Reuters’ report that China’s three big state-owned energy companies, CNPC, Sinopec and CNOOC, have had their arms twisted by the U.S. to suspend new investments in Iran causes this Bystander to raise an eyebrow. CNPC has reportedly delayed work on a 4.7 billion dollar deal; Sinopec has postponed a 2.0 billion dollar oil development, and CNOOC has halted a gas venture according to the news agency after U.S. officials threatened sanctions against the SOEs’ U.S. investments. This they apparently did by bypassing official diplomatic channels and going directly to the companies.

Now, Washington has not had much success in getting Beijing to go along with its efforts to thwart Iran’s nuclear programme. Beijing opposes proposed UN sanctions, which would jeopardize the oil supplies it buys from Tehran, it’s third biggest supplier. Plus there is the general reluctance on Beijing’s part of being seen to be doing anything at Washington’s behest, and a general tendency to stick with old friends, especially those hostile to the U.S., (a policy that is causing some second thoughts, or at least some readjustment, in the light of events in places like Pakistan, Libya and Syria, all of which also have implications for the leadership’s legitimacy at home).
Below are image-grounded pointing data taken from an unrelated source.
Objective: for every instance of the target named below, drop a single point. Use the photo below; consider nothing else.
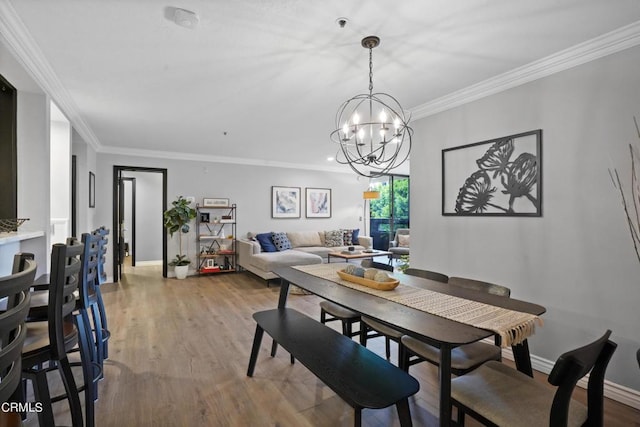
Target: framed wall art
(209, 202)
(285, 202)
(318, 202)
(498, 177)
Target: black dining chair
(370, 328)
(464, 358)
(48, 342)
(14, 294)
(499, 395)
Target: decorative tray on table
(386, 285)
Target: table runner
(512, 326)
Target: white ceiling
(271, 74)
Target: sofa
(304, 248)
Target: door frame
(117, 177)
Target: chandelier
(372, 129)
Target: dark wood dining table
(442, 333)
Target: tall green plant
(177, 219)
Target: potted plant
(177, 219)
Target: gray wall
(577, 259)
(249, 187)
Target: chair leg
(72, 391)
(41, 394)
(404, 412)
(363, 334)
(103, 322)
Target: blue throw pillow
(354, 236)
(281, 241)
(266, 243)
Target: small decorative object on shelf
(216, 230)
(9, 225)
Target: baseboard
(148, 263)
(613, 391)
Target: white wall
(249, 187)
(577, 260)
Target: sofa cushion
(403, 240)
(304, 238)
(347, 236)
(333, 238)
(266, 242)
(270, 261)
(281, 241)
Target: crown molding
(171, 155)
(598, 47)
(29, 55)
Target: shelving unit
(216, 239)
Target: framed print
(498, 177)
(215, 203)
(285, 202)
(318, 202)
(92, 190)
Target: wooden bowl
(381, 286)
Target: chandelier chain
(370, 71)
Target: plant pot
(181, 271)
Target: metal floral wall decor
(498, 177)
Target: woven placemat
(512, 326)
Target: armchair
(399, 246)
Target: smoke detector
(185, 18)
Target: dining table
(440, 332)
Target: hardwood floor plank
(179, 351)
Even if there may be some shifting of the geo-political sands occurring, there is no way that any or all of CNPC, Sinopec and CNOOC would take it upon themselves to undermine official policy without at least tacit approval from Beijing. Which then makes the question, why would Beijing do this now. Is it just letting some of those swirling geo-political sands settle until prospects become clearer, or is using supposedly business decisions as a smokescreen, if we may mix and match our metaphors, for some back-channel cooperation with Washington that it sees to be in its short- or long-term advantage but which it can’t bring into the open? Or is it, as Reuters implies, just part of Beijing’s desire, seen since late last year, to ease tensions with the U.S.as it heads into it’s own leadership transition?